SUPPORTERS of a transformational proposal to build a cable car from Aberdeen’s new harbour to the city centre are seeking to raise £15,000 to fund a feasibility study.

Sceptics question the wisdom of suspending cable cars filled with passengers over a busy industrial harbour where hydrocarbons are stored and which is often subject to gale force winds.

However, the concept has persisted since it first emerged as a “crazy” proposal at a business conference in the city in 2018. Supporters and sceptics alike are keen to see if a study by engineering firm Arup could provide the initial blueprint for investment in a project whose costs are yet to be estimated, but which could deliver an ambitious and iconic addition for a city keen to highlight its appeal to the world.

The proposal comes as Aberdeen Harbour Board nears completion of the £350m expansion of South Harbour, which is set to welcome industrial activity from decommissioning and offshore wind, but which is also being aimed at the global cruise market.

Russell Borthwick, chief executive of Aberdeen & Grampian Chamber of Commerce (AGCC), highlighted the plans to seek funding for the cable car plan at business event in Aberdeen yesterday [Thurs].

He said the plan “may seem a bit crazy” but it “ticks many boxes”.

He said: “It could be powered by offshore wind energy. It could transport up to 3,000 passengers per hour including a park and fly facility and a direct and scenic route for cruise ship passengers docking at the new harbour to come into Aberdeen via the beach and Castlegate, supporting regeneration of those parts of the city. It would be our iconic attraction - we don't have Kelpies or an Angel of the North - this could be ours."

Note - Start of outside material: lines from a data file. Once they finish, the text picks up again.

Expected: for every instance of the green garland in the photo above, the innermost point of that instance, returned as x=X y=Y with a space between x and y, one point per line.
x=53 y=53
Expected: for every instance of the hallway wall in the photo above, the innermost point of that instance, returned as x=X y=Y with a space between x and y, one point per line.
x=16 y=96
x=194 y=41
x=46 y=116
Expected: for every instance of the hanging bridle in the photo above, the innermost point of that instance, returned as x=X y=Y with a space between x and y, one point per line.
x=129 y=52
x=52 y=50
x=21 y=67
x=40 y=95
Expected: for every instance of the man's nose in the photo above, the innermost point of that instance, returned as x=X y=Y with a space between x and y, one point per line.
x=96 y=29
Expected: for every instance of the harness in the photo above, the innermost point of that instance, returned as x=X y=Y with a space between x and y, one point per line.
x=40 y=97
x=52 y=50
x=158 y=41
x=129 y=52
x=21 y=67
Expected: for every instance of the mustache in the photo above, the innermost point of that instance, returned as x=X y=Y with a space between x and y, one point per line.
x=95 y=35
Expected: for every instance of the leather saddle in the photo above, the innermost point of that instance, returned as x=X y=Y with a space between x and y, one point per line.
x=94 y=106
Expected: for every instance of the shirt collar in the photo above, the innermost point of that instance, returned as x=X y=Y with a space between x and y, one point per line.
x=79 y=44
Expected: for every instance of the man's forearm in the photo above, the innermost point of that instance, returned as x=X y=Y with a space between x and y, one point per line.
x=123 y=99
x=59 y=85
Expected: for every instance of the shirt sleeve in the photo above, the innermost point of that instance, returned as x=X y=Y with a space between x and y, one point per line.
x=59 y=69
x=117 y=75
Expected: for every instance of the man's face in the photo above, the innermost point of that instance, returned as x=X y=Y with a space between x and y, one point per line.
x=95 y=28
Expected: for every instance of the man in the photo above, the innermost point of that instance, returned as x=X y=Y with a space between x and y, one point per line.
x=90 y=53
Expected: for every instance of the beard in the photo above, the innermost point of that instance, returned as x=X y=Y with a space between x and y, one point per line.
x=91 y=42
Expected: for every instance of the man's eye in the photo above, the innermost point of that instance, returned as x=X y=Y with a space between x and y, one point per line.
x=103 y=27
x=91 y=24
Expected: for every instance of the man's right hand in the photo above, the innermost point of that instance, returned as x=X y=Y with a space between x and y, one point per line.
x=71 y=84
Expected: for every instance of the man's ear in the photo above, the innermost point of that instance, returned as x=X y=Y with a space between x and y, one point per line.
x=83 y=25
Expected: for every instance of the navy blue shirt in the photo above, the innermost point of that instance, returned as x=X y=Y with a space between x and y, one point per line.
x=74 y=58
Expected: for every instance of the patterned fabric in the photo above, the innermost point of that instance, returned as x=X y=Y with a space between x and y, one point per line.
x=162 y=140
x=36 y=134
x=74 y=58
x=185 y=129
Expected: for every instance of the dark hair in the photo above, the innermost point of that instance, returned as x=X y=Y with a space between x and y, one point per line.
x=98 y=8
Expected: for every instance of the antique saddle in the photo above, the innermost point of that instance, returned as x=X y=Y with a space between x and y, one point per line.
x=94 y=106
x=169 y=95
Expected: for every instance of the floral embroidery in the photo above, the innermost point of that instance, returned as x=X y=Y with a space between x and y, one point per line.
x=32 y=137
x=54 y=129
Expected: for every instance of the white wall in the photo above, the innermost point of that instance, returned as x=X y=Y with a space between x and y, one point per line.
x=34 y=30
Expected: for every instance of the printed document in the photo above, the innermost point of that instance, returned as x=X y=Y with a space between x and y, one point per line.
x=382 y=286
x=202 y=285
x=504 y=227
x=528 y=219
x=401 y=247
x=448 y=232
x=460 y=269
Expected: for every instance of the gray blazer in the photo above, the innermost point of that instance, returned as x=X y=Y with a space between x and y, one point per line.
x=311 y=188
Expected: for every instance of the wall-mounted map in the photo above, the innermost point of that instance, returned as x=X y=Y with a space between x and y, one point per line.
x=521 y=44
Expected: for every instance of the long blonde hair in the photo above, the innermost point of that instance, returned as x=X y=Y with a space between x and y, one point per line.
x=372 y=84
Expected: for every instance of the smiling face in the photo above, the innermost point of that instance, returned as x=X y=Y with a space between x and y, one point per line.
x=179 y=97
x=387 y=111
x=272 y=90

The proposal initially emerged out a of an event led by AGCC, called Vanguard, which consulted people from across the region to workshop ideas that could rejuvenate the city and inspire civic pride.

Chris Smith, an architect at Davison Smith Partnership, a contributor to Vanguard and whose CAD drawings first fired imaginations about the cable car proposal said: “With the new south harbour soon to open and the cruise ships on their way, we feel this is a huge opportunity to bring thousands of people directly into the Castlegate, on a new and exciting, sustainable mode of transport, as a way to rejuvenate the area, including Union Street, through increased footfall.”

Borthwick said that Vanguard, an “independent, voluntary movement”, was looking to raise £15,000 from businesses and other supporters to fund the feasibility study “to understand whether the scheme has financial and practical merit”.

Chris Foy, chief executive of VisitAberdeenshire, the region’s destination management organisation (DMO), said: "We welcome creative thinking about attractions that will boost Aberdeen and Aberdeenshire's profile and appeal to leisure and business visitors alike."